Pope Francis on Fellow Travelers and True Believers August 17, 2014

Historically, the phrase “fellow travelers” was used of those who sympathized with the aims and goals of the Communist Party but chose not to join it. Though not members, they were traveling in the same direction. That doesn’t mean they precisely shared the beliefs of the Communist Party—presuming that the members of the Party themselves had a precisely unified set of beliefs beyond that week’s party line.

We see something similar in every area where people band together to do something: they’ve decided to work together toward some particular goal, but they pursue that goal for their own reasons. And in fact we expect them to do so. Pope Francis speaks of this phenomenon in paragraph 47 of Lumen Fidei:

These days we can imagine a group of people being united in a common cause, in mutual affection, in sharing the same destiny and a single purpose. But we find it hard to conceive of a unity in one truth.
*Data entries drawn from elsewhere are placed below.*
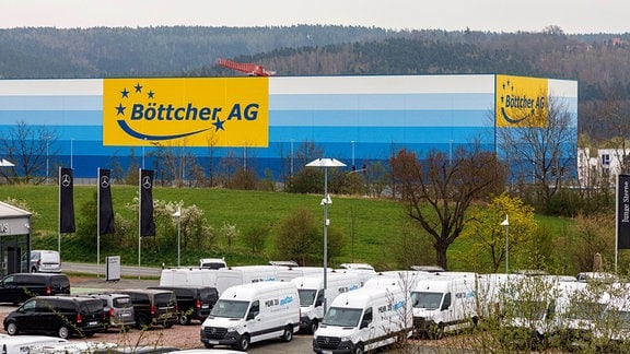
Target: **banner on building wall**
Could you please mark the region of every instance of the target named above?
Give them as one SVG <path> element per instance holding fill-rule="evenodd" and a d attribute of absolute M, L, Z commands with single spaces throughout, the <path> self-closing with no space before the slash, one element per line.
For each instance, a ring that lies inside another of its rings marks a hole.
<path fill-rule="evenodd" d="M 103 144 L 249 146 L 269 144 L 269 79 L 103 80 Z"/>
<path fill-rule="evenodd" d="M 497 75 L 497 127 L 547 127 L 548 80 Z"/>
<path fill-rule="evenodd" d="M 70 234 L 75 231 L 72 168 L 59 167 L 59 233 Z"/>
<path fill-rule="evenodd" d="M 617 249 L 630 249 L 630 175 L 617 176 Z"/>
We tend to think that a unity of this sort is incompatible with freedom of thought and personal autonomy.

We have words for those who seem to have given up their freedom of thought. A man who claims to support the party line 100%, and acts like it, him we call a “True Believer”, and we don’t trust him—and often, with reason, because the ideology he believes in so fervently is a human construct and not worthy of ultimate faith.

Faith must, ultimately, be based on truth, on the real world, on what truly is. And what truly is, is God.

What is the secret of this unity? Faith is “one”, in the first place, because of the oneness of the God who is known and confessed. All the articles of faith speak of God; they are ways to know him and his works. Consequently, their unity is far superior to any possible construct of human reason. They possess a unity which enriches us because it is given to us and makes us one.

I’ve written about this before. There is only one truth, one objective reality; and faith in anything that isn’t part of that objective reality is doomed to fail. But God is the source and summit of objective reality, the ultimate cause of all that is; and through contemplation of Him and His revelation to us (without which we’d be adrift) we begin to glimpse that ultimate reality even if only as through a mirror darkly.

And that shared vision draws us together:

Yet the experience of love shows us that a common vision is possible, for through love we learn how to see reality through the eyes of others, not as something which impoverishes but instead enriches our vision. Genuine love, after the fashion of God’s love, ultimately requires truth, and the shared contemplation of the truth which is Jesus Christ enables love to become deep and enduring.

Is the Church a collection of fellow travelers? In part, surely it is. People come to the faith for all manner of reasons, and at are all stages of the journey. Perfection is not to be sought this side of the grave. But at its core, at its heart, at its best, no. We’re called to more than that. We’re called to the contemplation of God, of what truly is; and to receive His love, and to love with His love and pass His love along to all we meet. And that’s only possible as we approach Him as He is.